SiNTL moves from lab to market: scale-up and full-stack battery development underway
We have commenced the scale-up phase of our SiNTL™ silicon nanoparticle anode program – a significant step in transitioning from laboratory-scale development toward commercial engagement.
We are purchasing scale-up equipment to produce manufacturer-relevant quantities of SiNTL anode material at our research partner George Washington University (GWU) in Washington D.C., where Professor Michael Wagner’s team continues to lead the technical program under an exclusive global licence.
Scale-up is designed to deliver improved material consistency and meaningfully larger production volumes: both prerequisites for the formal third-party evaluation and OEM qualification processes that characterise this stage of commercialisation.
Full-stack battery development
In parallel, we have commenced engagement with full-stack contract battery manufacturers to produce complete battery cells incorporating SiNTL anode material, optimised for drone, UAV, satellite, robotics and other target applications. These cells are intended to provide tangible real-world performance data for commercial and defence-sector qualification processes.
The drone and UAV market presents a compelling near-term entry point for SiNTL. These platforms place a high premium on energy density, payload capacity and rapid recharge – performance characteristics that SiNTL’s silicon anode approach is designed to address. The global commercial and military drone market is forecast to reach approximately US$160 billion by 2030, with the silicon anode battery market alone projected to grow from USD 0.4 billion in 2025 to USD 25.8 billion by 2035.

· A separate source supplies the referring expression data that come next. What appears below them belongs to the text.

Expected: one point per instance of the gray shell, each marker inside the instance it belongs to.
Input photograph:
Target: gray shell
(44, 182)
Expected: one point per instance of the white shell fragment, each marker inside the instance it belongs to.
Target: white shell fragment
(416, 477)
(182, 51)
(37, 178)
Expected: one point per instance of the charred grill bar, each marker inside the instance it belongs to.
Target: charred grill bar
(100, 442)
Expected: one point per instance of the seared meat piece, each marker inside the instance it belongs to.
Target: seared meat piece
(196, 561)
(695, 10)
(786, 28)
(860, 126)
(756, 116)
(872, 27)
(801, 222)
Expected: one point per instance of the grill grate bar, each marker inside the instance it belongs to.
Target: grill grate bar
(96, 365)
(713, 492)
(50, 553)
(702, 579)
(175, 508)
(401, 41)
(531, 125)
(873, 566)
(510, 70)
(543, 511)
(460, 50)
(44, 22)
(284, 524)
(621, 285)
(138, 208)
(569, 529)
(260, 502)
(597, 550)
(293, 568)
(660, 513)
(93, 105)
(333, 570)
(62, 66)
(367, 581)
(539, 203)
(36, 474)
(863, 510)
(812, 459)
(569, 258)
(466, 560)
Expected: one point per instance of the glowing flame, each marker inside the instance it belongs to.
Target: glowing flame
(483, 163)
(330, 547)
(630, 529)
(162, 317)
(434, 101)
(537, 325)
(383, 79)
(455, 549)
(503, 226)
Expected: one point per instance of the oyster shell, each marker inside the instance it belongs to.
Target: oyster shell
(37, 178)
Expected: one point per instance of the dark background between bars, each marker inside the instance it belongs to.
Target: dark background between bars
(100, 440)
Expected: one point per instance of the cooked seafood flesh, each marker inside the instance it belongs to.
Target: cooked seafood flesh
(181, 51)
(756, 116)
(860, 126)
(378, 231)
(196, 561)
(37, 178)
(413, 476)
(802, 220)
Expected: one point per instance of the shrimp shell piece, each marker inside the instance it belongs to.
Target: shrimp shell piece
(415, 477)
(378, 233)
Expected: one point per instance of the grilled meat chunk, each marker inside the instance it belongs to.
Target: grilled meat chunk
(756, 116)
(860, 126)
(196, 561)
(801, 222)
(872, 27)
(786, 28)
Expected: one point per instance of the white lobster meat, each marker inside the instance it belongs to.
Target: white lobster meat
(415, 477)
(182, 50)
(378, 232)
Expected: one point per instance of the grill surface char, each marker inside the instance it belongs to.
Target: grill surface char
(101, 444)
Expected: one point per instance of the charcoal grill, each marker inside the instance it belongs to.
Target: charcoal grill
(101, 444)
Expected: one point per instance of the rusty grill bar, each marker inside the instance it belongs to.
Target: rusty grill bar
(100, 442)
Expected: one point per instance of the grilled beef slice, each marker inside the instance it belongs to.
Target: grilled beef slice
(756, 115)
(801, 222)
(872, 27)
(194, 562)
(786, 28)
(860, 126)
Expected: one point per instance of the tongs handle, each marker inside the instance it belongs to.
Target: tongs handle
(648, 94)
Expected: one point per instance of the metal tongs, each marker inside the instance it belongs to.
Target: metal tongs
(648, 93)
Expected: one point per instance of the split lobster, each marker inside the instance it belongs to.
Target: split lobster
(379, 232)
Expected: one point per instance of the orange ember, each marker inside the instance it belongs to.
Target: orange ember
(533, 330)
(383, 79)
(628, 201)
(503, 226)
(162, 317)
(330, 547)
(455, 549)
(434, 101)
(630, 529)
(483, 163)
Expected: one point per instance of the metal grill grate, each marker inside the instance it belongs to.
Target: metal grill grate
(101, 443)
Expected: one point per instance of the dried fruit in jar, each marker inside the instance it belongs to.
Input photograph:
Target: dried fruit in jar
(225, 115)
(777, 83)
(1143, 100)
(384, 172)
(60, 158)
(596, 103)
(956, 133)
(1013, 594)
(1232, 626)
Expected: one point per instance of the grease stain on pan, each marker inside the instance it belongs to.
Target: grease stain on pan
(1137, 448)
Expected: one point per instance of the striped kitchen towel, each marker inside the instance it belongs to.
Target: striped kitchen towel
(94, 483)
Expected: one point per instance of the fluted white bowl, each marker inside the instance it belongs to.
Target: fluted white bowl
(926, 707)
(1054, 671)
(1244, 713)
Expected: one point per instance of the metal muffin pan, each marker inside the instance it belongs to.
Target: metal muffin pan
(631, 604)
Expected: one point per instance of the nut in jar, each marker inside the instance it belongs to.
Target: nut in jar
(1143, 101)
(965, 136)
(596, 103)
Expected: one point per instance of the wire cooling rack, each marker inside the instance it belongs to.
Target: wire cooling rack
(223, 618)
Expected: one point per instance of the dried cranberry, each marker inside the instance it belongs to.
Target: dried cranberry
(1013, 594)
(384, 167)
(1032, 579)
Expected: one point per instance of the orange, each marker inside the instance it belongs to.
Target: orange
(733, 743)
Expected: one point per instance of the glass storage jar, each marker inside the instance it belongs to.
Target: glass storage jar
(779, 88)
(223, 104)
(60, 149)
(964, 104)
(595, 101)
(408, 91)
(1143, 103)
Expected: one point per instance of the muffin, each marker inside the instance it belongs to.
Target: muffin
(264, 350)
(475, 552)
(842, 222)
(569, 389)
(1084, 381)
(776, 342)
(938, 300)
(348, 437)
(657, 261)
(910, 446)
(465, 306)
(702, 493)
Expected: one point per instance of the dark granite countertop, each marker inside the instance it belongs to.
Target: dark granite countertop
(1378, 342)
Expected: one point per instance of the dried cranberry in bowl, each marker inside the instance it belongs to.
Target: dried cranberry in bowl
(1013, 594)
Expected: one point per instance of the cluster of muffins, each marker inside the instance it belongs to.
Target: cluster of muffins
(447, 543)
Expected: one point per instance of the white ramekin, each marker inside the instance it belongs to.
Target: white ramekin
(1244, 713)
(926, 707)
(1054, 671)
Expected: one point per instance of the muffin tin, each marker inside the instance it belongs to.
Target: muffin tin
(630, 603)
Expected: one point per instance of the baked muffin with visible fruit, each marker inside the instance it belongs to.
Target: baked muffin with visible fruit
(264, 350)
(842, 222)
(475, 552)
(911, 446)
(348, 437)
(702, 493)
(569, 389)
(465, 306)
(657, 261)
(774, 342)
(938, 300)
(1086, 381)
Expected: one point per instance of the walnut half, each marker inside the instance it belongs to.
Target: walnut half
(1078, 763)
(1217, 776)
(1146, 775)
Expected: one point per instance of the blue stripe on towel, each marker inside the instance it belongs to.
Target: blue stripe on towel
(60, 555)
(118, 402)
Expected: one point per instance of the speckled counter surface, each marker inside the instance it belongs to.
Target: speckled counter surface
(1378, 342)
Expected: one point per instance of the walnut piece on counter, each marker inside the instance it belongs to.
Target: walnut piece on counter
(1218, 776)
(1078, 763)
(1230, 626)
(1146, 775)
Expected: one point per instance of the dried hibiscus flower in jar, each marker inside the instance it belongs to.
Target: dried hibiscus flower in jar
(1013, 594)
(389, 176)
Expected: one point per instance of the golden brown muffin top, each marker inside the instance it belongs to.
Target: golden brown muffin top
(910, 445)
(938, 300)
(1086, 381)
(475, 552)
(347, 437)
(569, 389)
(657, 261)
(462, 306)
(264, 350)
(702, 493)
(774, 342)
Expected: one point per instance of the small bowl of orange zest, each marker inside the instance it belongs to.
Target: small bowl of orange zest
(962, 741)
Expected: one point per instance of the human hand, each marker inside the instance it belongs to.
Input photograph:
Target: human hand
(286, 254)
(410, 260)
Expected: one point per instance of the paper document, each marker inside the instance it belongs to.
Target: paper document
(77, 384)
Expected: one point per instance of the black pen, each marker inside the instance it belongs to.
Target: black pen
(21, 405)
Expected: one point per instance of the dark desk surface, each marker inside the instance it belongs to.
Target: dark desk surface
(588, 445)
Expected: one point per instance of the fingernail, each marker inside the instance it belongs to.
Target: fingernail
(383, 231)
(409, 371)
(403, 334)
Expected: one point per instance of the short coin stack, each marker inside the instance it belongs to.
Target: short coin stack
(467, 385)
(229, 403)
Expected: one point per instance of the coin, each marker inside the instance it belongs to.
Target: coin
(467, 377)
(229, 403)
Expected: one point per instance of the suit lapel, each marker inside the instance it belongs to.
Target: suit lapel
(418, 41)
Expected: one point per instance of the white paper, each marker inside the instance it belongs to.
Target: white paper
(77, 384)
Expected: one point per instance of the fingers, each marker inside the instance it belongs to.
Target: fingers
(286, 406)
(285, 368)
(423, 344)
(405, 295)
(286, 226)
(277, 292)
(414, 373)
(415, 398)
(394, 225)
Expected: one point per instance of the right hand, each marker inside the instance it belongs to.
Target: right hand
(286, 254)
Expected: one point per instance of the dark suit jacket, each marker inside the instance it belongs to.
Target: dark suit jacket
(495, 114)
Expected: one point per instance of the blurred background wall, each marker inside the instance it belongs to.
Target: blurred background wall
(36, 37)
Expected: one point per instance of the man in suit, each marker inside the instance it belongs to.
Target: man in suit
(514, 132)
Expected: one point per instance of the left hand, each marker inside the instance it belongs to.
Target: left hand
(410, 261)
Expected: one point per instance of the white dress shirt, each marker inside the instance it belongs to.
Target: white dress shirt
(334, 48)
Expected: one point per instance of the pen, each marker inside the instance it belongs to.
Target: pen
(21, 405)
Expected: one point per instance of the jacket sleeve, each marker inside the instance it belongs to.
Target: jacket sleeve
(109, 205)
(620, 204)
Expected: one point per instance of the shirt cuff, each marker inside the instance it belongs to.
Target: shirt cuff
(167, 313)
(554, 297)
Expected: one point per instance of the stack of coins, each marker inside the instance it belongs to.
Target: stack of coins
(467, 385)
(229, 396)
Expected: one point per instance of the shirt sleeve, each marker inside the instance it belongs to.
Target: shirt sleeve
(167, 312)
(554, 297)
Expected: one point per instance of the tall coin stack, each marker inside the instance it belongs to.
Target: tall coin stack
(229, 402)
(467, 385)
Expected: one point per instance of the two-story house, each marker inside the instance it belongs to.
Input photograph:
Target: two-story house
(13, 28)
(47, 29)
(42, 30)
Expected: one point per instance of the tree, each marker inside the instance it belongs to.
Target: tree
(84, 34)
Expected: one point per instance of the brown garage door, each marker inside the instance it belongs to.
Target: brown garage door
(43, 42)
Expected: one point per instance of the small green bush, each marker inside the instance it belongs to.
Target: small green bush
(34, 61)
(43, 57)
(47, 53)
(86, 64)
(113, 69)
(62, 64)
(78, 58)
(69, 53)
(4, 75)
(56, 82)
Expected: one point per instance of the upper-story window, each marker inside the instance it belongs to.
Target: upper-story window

Market interest and OEM engagement
We have received inbound interest from companies seeking to trial SiNTL materials and have commenced discussions with drone and related industry participants – an early market signal that reinforces our commercialisation direction.
Progressing toward 600 mAh/g
Formulation optimisation and cycle life validation continue, with development advancing toward our initial 600 mAh/g target – more than 50% above conventional graphite anodes and approximately 20% above current commercial silicon-enhanced anode benchmarks.
Our production process – a low-temperature, single-step synthesis with approximately 97% demonstrated yield – is compatible with conventional lithium-ion battery manufacturing lines and avoids hazardous reagents such as hydrofluoric acid or silanes. This supports a credible path to scaled production and a clear point of differentiation from competing silicon anode technologies.
To support the next phase, we are actively seeking industry experts in battery materials commercialisation, OEM engagement, and defence and aerospace market development.
CTO Peter Yaron said:
“The commencement of scale-up is a natural and planned next step for the SiNTL™ program. We have demonstrated the performance of the material at laboratory scale and the focus now shifts to producing consistent, higher-volume quantities that enable formal third-party evaluation and meaningful OEM engagement. This is how laboratory results become commercial outcomes.”